Dat is twee keer gebeurd. Daar sta ik nog verbaasd van; dat je zo’n lijk vindt; dat is zo anders. Ik zag zo’n stukje van een jutezak in het water en toen werd ik heel boos, want ik dacht: “Ze hebben een hond verdronken.” En daar was ik boos over. We moesten die zak uit het water halen, maar iedere keer als ik hem dichterbij had, gleed hij weer terug. Op een gegeven ogenblik denk ik: “Wat is dat toch?” Je weet eerst niet wat het is, maar door de ontsnappende gassen kom je tot de conclusie: “Het is een vrouw.” Ik denk: “Wat is er nou aan de hand? Dat kan niet.” Nou, op een gegeven moment had ik die zak op de kant en heb ik de politie maar gebeld. Ik zeg:
“Er ligt hier een vrouw in een jutezak.”
[…] Toen had ik al telefoon, want het was later in de tijd.

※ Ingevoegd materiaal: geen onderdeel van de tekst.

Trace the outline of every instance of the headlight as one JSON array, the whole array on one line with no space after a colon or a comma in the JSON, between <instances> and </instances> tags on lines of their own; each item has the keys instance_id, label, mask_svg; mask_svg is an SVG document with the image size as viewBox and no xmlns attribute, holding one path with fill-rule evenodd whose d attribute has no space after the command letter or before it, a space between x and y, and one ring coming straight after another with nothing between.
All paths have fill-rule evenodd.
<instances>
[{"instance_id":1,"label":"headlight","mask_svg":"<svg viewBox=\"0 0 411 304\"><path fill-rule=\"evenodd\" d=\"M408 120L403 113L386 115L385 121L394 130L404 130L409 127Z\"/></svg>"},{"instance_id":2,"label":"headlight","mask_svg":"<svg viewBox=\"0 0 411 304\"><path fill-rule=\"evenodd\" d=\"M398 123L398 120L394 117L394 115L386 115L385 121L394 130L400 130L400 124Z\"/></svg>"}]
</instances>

Zo werd dat dan gedaan. Na de vondst ga je naar huis, je neemt een glas cognac en dan ben je er weer. Ja, je moest verder. En dan kom je na een halfjaar of een jaar verder en dan heb je er weer één. Ja, dan wordt het een beetje gekker, dus hadden we er zo een paar achter elkaar.
Wat ik ook gezien heb: ik heb mensen met een parachute zien vallen die niet openging. Een straaljager wees mij de weg. Ik zag op een gegeven moment een parachutist hangen. Ben ik achteraan gereden: “Oh, dat is niet best.” En toen kwam de straaljager, die wees mij hoe ik rijden moest. Op een gegeven moment was ik vastgereden op een weg [en zag ik hem]: “Oh jee, daar ligt hij.” Maar ja, dat overleef je niet.